Peter Slater says he noticed his father showing signs of Alzheimer’s disease six years ago. There was forgetfulness, he was getting lost in familiar places and there were the personality changes like paranoia and restlessness. Peter’s paternal grandfather also had Alzheimer’s disease so Peter watched and waited as the symptoms progressed.
Getting a diagnosis and access to care was challenging right from the start. Peter’s mother has MS and Peter’s father had been acting as her main care provider so as the symptoms of what Peter suspected to be Alzheimer’s progressed, Peter knew he had to get involved – a task easier said than done.
“My parents were very private people,” Peter says. “They had support from neighbours but they were becoming more and more isolated.”
Two years ago Peter walked into Sarah Krieger’s office looking for help. Sarah is the Education and Support Coordinator for the local chapter of the Alzheimer Society. Peter says reaching out to Sarah was the best thing he could have ever done.
Peter looked to Sarah to tell him that there was indeed something to be concerned about and sadly, there was. But as soon as the conversation started, so did the support. And this is important because in our far-reaching, rural community, the Alzheimer Society is a very important resource that we have that will help connect the dots and take some of the weight off the shoulders of those providing care.
“It was hard to get my dad to agree to go to see a doctor but Sarah helped,” Peter says. “We got a referral to a memory clinic and there is also a geriatric outreach team that can do home visits.”
But as is usually the case with this terminal disease, once things started to settle, things immediately fell apart. Crisis hit and Peter was scrambling once again.
“We tried to get supports into the home but my parents refused,” Peter says. “My parents and I weren’t seeing eye to eye. I was really worried about my mom. My wife, Cheryl, and daughter in law, June, were so supportive and understanding. My son was taking in frozen meals, checking on them while trying to balance work and his own family but it still wasn’t enough. I was afraid to hear the phone ring. There was so much stress waiting for the worst case to happen and it was a strain on my family and on my marriage.”
Peter says that Sarah was a huge support during all of this craziness.
“You have to realize that the Alzheimer Society is unique in its service,” Sarah says. “Often we make contact with individuals and their families shortly after getting a diagnosis of Alzheimer’s disease or other related dementia and then we provide support and education as it is needed. If a family or individual needs us, we are there from diagnosis to death. It is a difficult reality but it is a reality.”
When the crisis came, Peter, his son, the family doctor and nurse and Sarah all had to step in to figure out how to get Peter’s father to the hospital for an assessment. It was not an ideal situation but it was no longer safe for Peter’s father and mother to remain on their own any longer.
Peter’s father was held for seven days for testing and then he was placed, as an emergency case, in a long term care home in Scarborough – the only bed available for him. But the family was relieved as it meant that Peter’s father would have 24 hour nursing care in a facility that understood his special needs. This also meant that Peter’s mother could take some much needed time for herself.
In time, Peter’s father got a bed in Bancroft’s long term care facility and he was finally closer to home.
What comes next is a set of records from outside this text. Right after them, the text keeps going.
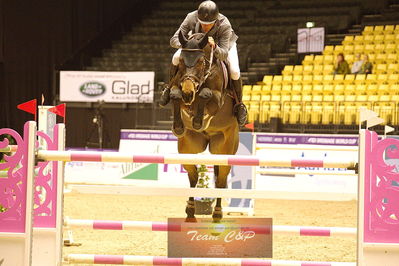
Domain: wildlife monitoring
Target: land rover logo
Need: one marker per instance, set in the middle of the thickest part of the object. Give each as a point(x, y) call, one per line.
point(92, 89)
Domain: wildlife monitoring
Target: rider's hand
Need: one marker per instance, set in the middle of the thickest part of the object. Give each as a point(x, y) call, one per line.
point(211, 42)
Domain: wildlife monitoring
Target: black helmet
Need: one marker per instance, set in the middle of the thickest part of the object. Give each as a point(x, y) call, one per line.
point(208, 12)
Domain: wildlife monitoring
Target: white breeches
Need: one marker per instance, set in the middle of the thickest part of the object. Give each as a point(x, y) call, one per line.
point(232, 59)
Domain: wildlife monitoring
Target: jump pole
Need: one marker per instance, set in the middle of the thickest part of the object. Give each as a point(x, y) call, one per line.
point(163, 227)
point(89, 156)
point(152, 260)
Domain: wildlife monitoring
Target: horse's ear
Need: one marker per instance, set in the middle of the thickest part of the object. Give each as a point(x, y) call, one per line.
point(203, 42)
point(183, 41)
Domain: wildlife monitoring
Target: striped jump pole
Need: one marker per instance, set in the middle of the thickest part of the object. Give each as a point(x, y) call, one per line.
point(249, 160)
point(164, 227)
point(153, 260)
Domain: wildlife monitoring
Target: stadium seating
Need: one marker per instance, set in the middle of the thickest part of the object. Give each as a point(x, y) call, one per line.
point(311, 94)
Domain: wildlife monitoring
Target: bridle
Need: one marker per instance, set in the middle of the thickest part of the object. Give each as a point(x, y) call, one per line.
point(198, 82)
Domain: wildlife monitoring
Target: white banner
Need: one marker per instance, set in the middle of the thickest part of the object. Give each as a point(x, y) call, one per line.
point(112, 87)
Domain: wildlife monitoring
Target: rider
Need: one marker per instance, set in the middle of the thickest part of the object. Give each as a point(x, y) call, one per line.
point(222, 38)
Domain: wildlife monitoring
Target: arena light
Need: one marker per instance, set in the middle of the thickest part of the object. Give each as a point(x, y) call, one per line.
point(310, 24)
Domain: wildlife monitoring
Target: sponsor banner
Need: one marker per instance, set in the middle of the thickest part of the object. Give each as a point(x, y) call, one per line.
point(112, 87)
point(232, 238)
point(307, 139)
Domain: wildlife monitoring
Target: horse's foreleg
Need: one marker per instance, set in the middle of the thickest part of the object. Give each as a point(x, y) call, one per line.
point(221, 173)
point(190, 207)
point(204, 97)
point(178, 126)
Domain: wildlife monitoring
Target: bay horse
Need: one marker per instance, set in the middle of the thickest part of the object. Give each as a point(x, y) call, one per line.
point(203, 112)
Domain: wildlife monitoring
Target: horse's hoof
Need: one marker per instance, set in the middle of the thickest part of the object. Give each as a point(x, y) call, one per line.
point(178, 131)
point(197, 123)
point(190, 220)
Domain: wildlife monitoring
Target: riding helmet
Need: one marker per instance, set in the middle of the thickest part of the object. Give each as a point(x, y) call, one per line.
point(208, 12)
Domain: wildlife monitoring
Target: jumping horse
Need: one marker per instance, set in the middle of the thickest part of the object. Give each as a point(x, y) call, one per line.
point(203, 112)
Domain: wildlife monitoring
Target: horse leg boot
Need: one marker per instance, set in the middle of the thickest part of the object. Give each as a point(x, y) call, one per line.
point(204, 97)
point(165, 95)
point(178, 126)
point(190, 207)
point(240, 111)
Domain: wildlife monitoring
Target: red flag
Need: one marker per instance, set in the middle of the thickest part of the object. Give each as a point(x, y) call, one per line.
point(250, 126)
point(59, 110)
point(29, 107)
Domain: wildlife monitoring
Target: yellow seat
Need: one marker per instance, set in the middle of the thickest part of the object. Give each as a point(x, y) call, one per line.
point(267, 79)
point(318, 59)
point(378, 39)
point(287, 70)
point(328, 60)
point(328, 89)
point(379, 48)
point(348, 40)
point(368, 39)
point(349, 58)
point(286, 88)
point(328, 50)
point(348, 49)
point(369, 48)
point(360, 79)
point(393, 69)
point(287, 80)
point(318, 89)
point(308, 60)
point(359, 39)
point(349, 79)
point(339, 89)
point(372, 89)
point(368, 30)
point(339, 79)
point(328, 69)
point(371, 79)
point(338, 49)
point(266, 89)
point(276, 88)
point(359, 49)
point(393, 78)
point(389, 38)
point(381, 69)
point(297, 88)
point(298, 69)
point(317, 79)
point(297, 79)
point(307, 89)
point(317, 69)
point(391, 59)
point(378, 30)
point(277, 79)
point(307, 69)
point(389, 29)
point(328, 79)
point(307, 79)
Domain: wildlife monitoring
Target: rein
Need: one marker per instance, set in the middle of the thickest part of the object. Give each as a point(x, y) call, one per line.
point(193, 79)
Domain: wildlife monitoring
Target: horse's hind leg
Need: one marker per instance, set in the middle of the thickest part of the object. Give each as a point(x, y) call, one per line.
point(193, 178)
point(221, 173)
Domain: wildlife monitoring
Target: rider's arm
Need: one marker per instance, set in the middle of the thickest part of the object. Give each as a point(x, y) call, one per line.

Peter’s mother moved to a retirement home so that she had more supports available and things started to feel slightly more normal for the Slater family.
“There is certainly stigma attached to this disease and the diagnosis,” Peter says. “We have to talk, in our families, and be open, because through all of this there can still be really good quality of life.”
Peter says his father is happy now. He’s putting on weight and he enjoys the activities in his new home. He believes his father is being well taken care of and that takes some of the pressure off. It’s hard enough to know a loved one has a terminal illness but having help providing care makes it more manageable. And Peter says that Sarah still helps his family.
“Things turned out extremely well for us,” Peter says. “Looking back I see that, emotionally, we were not really able to navigate. You need a road map for this and Sarah has that road map.”
That road map includes ways to get more people to understand the disease, how to access the scarce resources that are sometimes available and how to stay emotionally supported through the process. When someone has a heart attack there are really defined steps that you follow. With Alzheimer’s disease every case requires families to break new ground – or so it seems for those who are not connected to support.
For Peter and his family, it was that support that kept them safe, got them through crisis and now it continues to monitor them this period of calm contentment.
As for Sarah, the one and only person in our local Alzheimer Society branch office, she’s positive, optimistic and thankful.
“I have the opportunity to meet some of the most incredible individuals,” Sarah says. “They have shown me the true meaning of love, dedication, patience and understanding. I feel blessed to be able to what I do. I truly believe that we will find a cure but until then, I will do what I can to support and educate those in the North Hastings area.”
On Saturday Jan. 31, the 5th Annual North Hastings Walk for Memories will be hosted at the North Hastings High School from 9 – 1pm. The event is an opportunity to raise awareness, not only for those with the diagnosis but also for those who provide care to their loved ones. This is the biggest fundraising event for our local Alzheimer Society and all dollars raised stay in North Hastings.
With your support, no one in North Hastings will face Alzheimer’s disease alone.